N-dimensional dense array with elements of type T.
The elements of a dense array are stored contiguously in memory.
but this is a bit unspecific. For instance, my understanding is that if the IndexStyle of a DenseArray is IndexLinear() then it can safely be assumed that successive elements of this array are stored contiguously in memory. If my assumption is true, this should be stated more clearly in the documentation. This would be useful to generalize which kinds of arrays can be safely passed to external libraries.
I think that the implicit assumption is that the user will always access the elements via the API (which includes magic like eachindex) and It Will Just Work™. Only internal methods need to know the actual layout.
EDIT the manual actually mentions that DenseArrays is column major, so I guess that the docstring could do this, too. But I am still not sure that this is a type that needs to be exposed.
Thank you for pointing this chapter, it answers my questions exactly.
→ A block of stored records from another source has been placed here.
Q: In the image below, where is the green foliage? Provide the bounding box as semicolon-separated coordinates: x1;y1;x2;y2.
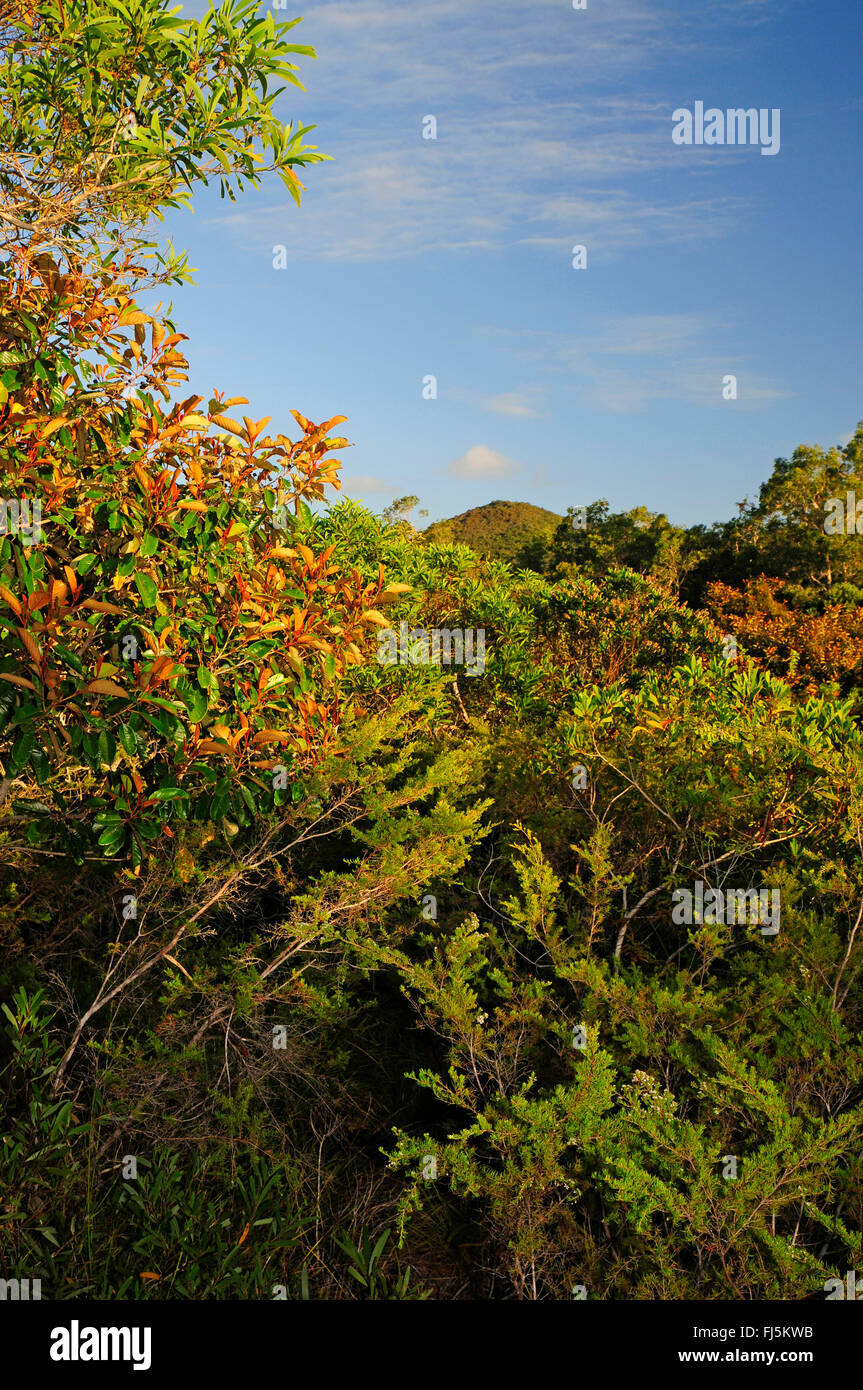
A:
422;502;560;573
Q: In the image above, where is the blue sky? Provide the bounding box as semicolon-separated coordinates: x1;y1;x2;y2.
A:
159;0;863;524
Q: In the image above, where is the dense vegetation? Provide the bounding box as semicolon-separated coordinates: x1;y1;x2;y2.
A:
424;502;563;570
0;0;863;1300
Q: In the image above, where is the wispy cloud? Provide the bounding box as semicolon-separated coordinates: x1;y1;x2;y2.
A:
446;443;524;478
193;0;764;261
481;391;539;417
482;314;788;411
340;473;399;498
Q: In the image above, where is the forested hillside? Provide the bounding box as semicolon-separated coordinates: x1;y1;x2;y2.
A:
0;0;863;1301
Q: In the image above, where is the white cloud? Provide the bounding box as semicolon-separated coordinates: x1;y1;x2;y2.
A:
193;0;778;261
340;473;399;498
446;443;524;478
482;391;536;416
484;314;788;411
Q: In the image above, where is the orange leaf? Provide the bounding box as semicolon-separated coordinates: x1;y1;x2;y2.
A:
0;584;24;620
18;627;42;662
213;416;246;439
88;680;128;699
81;599;124;613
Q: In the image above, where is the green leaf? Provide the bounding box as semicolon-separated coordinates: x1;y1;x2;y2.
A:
135;574;158;607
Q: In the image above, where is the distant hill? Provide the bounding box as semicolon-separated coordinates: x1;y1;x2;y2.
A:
422;502;563;564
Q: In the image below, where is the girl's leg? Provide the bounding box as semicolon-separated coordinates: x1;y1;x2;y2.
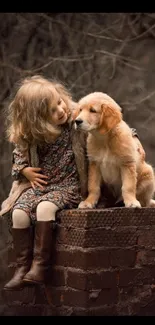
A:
4;209;33;290
24;201;59;283
12;209;30;229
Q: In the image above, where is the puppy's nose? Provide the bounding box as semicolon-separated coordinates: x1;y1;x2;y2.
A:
75;118;83;125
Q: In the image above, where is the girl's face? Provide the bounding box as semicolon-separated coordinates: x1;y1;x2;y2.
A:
50;91;68;126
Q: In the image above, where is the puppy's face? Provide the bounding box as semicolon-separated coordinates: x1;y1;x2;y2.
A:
75;95;122;134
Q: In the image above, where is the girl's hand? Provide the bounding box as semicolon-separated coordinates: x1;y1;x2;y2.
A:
21;167;48;189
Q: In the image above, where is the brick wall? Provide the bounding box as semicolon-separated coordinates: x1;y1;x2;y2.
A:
1;208;155;316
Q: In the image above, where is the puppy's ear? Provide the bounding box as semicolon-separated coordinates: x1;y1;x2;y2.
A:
99;103;122;134
72;105;80;121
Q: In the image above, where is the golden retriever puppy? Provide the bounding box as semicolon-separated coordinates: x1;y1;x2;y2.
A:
74;92;155;208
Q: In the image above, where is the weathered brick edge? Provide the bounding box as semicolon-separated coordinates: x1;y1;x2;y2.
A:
0;208;155;316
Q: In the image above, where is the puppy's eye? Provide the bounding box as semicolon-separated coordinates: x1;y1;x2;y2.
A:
52;107;57;113
58;99;62;105
89;107;96;113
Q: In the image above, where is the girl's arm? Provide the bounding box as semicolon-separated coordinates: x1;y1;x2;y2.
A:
11;145;29;180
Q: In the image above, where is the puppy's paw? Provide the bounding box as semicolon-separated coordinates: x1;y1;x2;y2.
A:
78;201;95;209
149;199;155;208
125;200;141;208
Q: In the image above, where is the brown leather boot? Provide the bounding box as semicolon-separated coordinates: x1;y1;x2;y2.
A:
3;227;33;290
23;221;55;284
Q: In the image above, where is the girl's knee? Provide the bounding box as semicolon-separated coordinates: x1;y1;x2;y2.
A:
36;201;59;221
12;209;30;228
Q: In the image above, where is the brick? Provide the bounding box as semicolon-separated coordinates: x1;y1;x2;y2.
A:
86;247;110;270
4;304;44;316
119;267;154;287
67;270;88;290
87;287;118;307
67;270;117;290
136;249;155;265
45;286;88;307
84;227;138;247
56;226;86;247
57;226;138;247
34;285;48;305
54;245;110;270
50;267;65;286
137;226;155;248
54;245;86;269
87;305;116;316
110;249;136;267
2;286;35;305
57;208;155;229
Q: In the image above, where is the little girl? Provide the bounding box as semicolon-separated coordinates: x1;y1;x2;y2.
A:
1;76;87;290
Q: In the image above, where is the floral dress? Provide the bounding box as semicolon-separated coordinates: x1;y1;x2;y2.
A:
12;125;82;221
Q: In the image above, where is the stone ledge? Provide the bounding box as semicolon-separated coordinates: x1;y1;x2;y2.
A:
1;208;155;316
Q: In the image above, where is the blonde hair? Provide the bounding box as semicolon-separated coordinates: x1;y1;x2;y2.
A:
7;75;72;150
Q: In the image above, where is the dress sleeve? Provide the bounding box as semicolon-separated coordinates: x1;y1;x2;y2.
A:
11;145;29;180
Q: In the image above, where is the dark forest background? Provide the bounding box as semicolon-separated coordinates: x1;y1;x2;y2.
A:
0;13;155;204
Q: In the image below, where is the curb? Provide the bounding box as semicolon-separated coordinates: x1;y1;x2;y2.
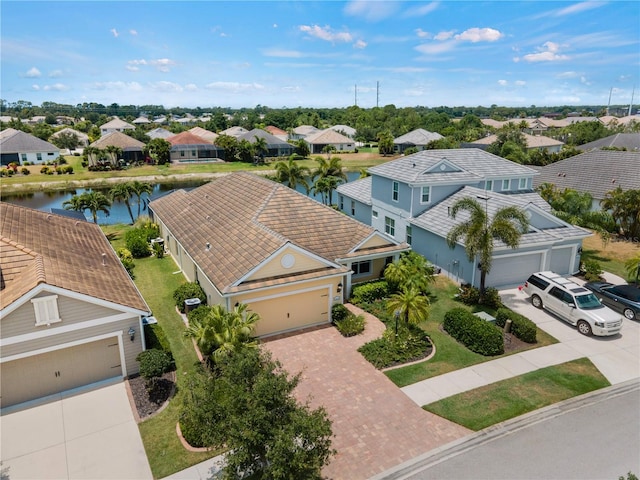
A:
369;378;640;480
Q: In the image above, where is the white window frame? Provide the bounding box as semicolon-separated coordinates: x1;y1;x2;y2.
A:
384;217;396;237
420;185;431;205
31;295;62;327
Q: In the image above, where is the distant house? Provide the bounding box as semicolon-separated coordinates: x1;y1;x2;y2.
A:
304;128;356;154
534;150;640;210
238;128;295;157
393;128;444;153
166;132;224;163
462;133;564;153
0;202;150;413
337;148;590;287
100;117;136;137
90;131;145;163
149;172;409;337
0;128;60;165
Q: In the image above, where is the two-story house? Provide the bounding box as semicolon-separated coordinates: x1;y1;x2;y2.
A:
337;149;590;286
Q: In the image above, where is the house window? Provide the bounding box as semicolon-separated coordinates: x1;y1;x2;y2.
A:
420;187;431;203
384;217;396;237
351;260;371;276
31;295;62;326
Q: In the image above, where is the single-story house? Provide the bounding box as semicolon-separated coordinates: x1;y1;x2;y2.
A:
238;128;295;157
533;150;640;210
0;128;60;165
149;172;409;337
100;117;136;137
337;148;591;287
304;128;356;154
166;132;224;163
0;202;150;411
393;128;444;153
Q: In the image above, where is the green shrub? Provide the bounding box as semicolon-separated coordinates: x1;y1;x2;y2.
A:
358;325;432;369
443;308;504;356
351;280;389;304
173;282;207;313
496;308;538;343
334;312;365;337
136;348;173;389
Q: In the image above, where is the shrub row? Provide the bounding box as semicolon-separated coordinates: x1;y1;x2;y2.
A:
496;308;538;343
443;308;504;355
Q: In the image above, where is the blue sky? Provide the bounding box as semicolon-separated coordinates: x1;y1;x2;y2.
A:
0;0;640;108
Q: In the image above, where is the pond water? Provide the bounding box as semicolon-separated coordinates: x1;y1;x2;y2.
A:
2;172;359;225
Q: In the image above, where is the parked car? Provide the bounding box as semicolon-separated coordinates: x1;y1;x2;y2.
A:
585;282;640;320
524;272;622;336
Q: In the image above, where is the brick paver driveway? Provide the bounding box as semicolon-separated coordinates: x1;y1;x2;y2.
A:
265;306;472;480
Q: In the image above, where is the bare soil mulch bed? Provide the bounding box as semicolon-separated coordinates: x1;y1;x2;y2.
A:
128;372;175;420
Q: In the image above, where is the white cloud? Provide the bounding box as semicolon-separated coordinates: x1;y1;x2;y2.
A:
433;30;456;41
24;67;42;78
455;27;504;43
299;25;353;42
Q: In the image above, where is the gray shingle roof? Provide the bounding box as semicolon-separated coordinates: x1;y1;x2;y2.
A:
411;187;591;248
369;148;536;184
534;150;640;200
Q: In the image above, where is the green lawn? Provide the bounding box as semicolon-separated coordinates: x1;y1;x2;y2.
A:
103;225;218;478
422;358;610;431
385;276;558;387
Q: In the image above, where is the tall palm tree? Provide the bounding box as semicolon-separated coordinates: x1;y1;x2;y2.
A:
109;182;139;224
447;197;529;298
131;180;153;216
275;156;309;195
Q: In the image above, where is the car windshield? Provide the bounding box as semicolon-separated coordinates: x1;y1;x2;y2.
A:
576;293;603;310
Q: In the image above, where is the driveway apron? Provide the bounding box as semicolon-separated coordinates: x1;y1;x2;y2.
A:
265;305;471;480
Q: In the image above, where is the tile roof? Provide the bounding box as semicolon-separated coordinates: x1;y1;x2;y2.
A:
0;128;60;154
91;131;144;150
393;128;444;145
410;187;591;248
0;202;149;312
369;148;536;184
150;172;406;293
533;150;640;200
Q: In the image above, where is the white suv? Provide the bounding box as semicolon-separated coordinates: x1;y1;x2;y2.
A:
524;272;622;336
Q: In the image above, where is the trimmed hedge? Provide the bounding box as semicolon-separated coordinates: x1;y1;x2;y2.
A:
496;308;538;343
443;308;504;356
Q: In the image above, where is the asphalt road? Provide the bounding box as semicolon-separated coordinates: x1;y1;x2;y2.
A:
376;381;640;480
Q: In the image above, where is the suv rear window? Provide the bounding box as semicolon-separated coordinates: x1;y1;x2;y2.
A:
527;275;549;290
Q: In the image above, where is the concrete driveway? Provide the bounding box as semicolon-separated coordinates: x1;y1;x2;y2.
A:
0;382;153;480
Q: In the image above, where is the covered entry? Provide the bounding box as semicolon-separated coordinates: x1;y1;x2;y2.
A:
246;286;331;336
0;336;123;407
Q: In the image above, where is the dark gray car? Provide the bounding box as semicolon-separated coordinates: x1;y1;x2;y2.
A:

I should have better searched the documentation…
Using this abstract type and knowing a bit more what it assumes (or imposes) for the storage of the array elements has some advantages for my applications (real-time control) and certainly for others:
DenseArray can be used to write a method which calls a numerical library (like BLAS or LAPACK but not only) in such a way that it remains applicable to other types than just Array.
New array types may inherit from DenseArray and benefit from the above method with no other efforts than making sure that their storage really makes them dense arrays. In that spirit I have implemented Julia wrappers around various array-like objects that are stored by other pieces of software in shared memory.
I admit that all these are rather low-level considerations, but this is what I like with Julia: its agility when one needs to fuse high level code with low level or foreign code.
DenseArray is an abstract subtype of AbstractArray intended to include all arrays where elements are stored contiguously in column-major order.
DenseArray is a bit more specific than StriddedArray in the sense that to check that elements of a strided array, say A are stored contiguously in column-major order (like in a DenseArray) it must be asserted that the strides of A are (1, size(A,1), size(A,1)*size(A,2), ...).
The additional information summarized by DenseArray can be very useful to write shorter code and deserves being exposed in the API.
In theory, yes, but in practice most Fortran code takes strided arrays (and C is, of course, row-major).
That said, I actually agree that knowing this is a valid use case, I just don’t think that <: DenseArray is the right way to expose this. The reason for this is that type hierarchies are very limiting (because of single inheritance), so the preferred API design now uses traits for these things.
Also, whenever you are interfacing with C/Fortran, you still need an explicit mapping. Should the fact that something is a DenseArray be exposed? Is it relevant to the user, once the mapping to C and the element access/iteration API is defined efficiently?